If your audience is mainly European, it would probably make sense to put your server in London, for example. But if your website starts receiving traffic from America, those requests would have to travel an entire ocean, which can make them several times slower, due to latency. With a CDN, you have a system of servers spread throughout the world that proxy user traffic to your server and solve this performance issue.
Among the hundreds of servers in a CDN, the geographically closest one to a user is called an edge and is the one that this user's browser directly communicates with:
Response flow from server to user over a CDN
While browser caching helps with many requests by the same user, it doesn't solve the issue of many users making requests, because each user has their own browser with their own cache. To fix this, you need a shared cache.
With a CDN, all user requests are funneled through the closest edge server. If that server caches the responses, it'll be able to serve those users without having to bother your own server.

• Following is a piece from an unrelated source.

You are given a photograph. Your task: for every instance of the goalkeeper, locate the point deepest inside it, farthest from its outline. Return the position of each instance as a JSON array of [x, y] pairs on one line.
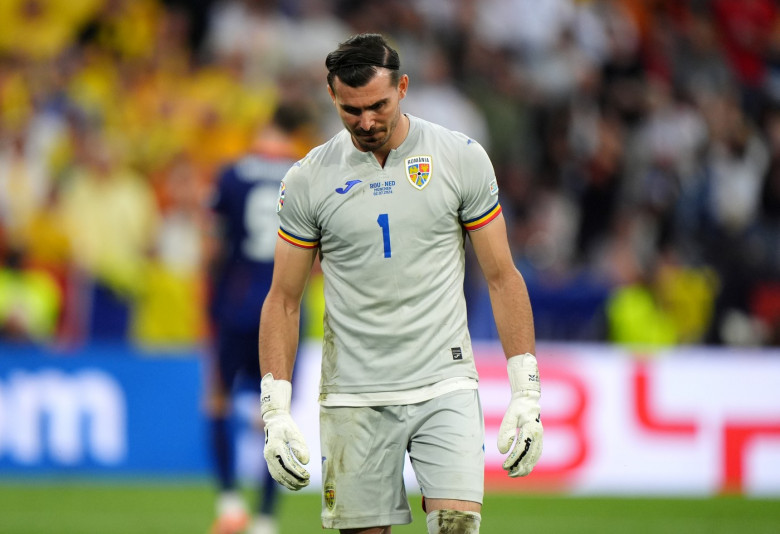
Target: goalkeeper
[[387, 204]]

This means that it no longer matters if you have 1 user or 10000, because once that first response for a resource is served and cached, the load shifts from your server to the CDN, which can serve the other 9999 by itself.
Cloudflare caches only static assets by default, such as images, fonts, scripts, etc. The HTML containing the page content is not cached, because if you have an e-commerce store, for example, each user will have their own shopping cart, and if you cache that, the next user will see the previous one's items. On the other hand, an image is expected to be the same for every user and can safely be cached.

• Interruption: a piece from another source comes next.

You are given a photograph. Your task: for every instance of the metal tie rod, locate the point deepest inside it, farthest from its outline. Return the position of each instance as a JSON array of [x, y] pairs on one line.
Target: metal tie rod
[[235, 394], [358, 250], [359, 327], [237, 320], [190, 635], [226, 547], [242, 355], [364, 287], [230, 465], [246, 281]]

Sites without shopping carts and other dynamic content, such as blogs, can opt in to cache everything. This makes it possible for an edge to serve entire pages all by itself, without having to contact your server, as long as everything is cached. This way, you can have a very weak server, yet handle thousands of requests per second, because the load is mainly on the CDN.
The hard part in caching is picking a time to live (TTL), which determines when an entry is stale and should be discarded.

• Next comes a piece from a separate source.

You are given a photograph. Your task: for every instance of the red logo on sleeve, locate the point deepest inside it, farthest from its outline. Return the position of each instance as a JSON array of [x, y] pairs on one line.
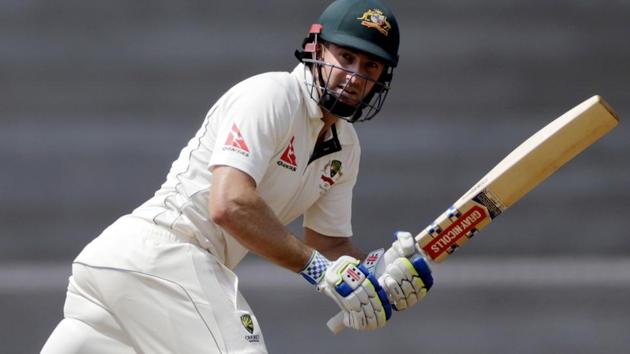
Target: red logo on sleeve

Images and other assets can be cached for longer periods, because even if you pick a way too long TTL, you can change the URL to the resource and trigger a fresh request-response cycle:
However, if you've chosen to cache the HTML content of your pages as well, you'd have to get around that too, since changing the image URL means changing the HTML. So you'd have to change the page URL as well:
This is where things get tricky, because even if your web framework can easily change all links to the updated page, every other site on the internet also has to do it. That's impossible, so you have to pick a window of time that you're comfortable with and in which users may see outdated content.
If you have the following setup:
- Browser cache TTL: 30 minutes
- Edge cache TTL: 1 minute
…there are several possible outcomes:
- If a change happened over 30 minutes ago, both caches would have expired and it's guaranteed that the user will see the updated version.
- If a change happened over 1 minute ago, only the edge cache is guaranteed to have expired. If a user has seen the page within the last 30 minutes and is cached by their browser, they can see the change by clearing their browser cache, opening an incognito window, or doing a hard reload .
- If a change happened less than 1 minute ago, both caches would still be considered fresh. Users will not be able to see the update, even if they clear their browser cache, because the closest edge server would still return the old version. The only solution here is for the website owner to prematurely force the cache to become stale by purging it .
Browser cache helps with subsequent requests by the same user and makes your website feel snappy, because your assets don't have to travel over the internet.
Edge cache helps with requests by a geographically close group of users and can greatly reduce server load while improving response times in distant countries.
Pick a lower TTL to reduce the chance of outdated content, or a higher TTL for better cache effectiveness, but be ready to change URLs, open incognito windows, and purge cache.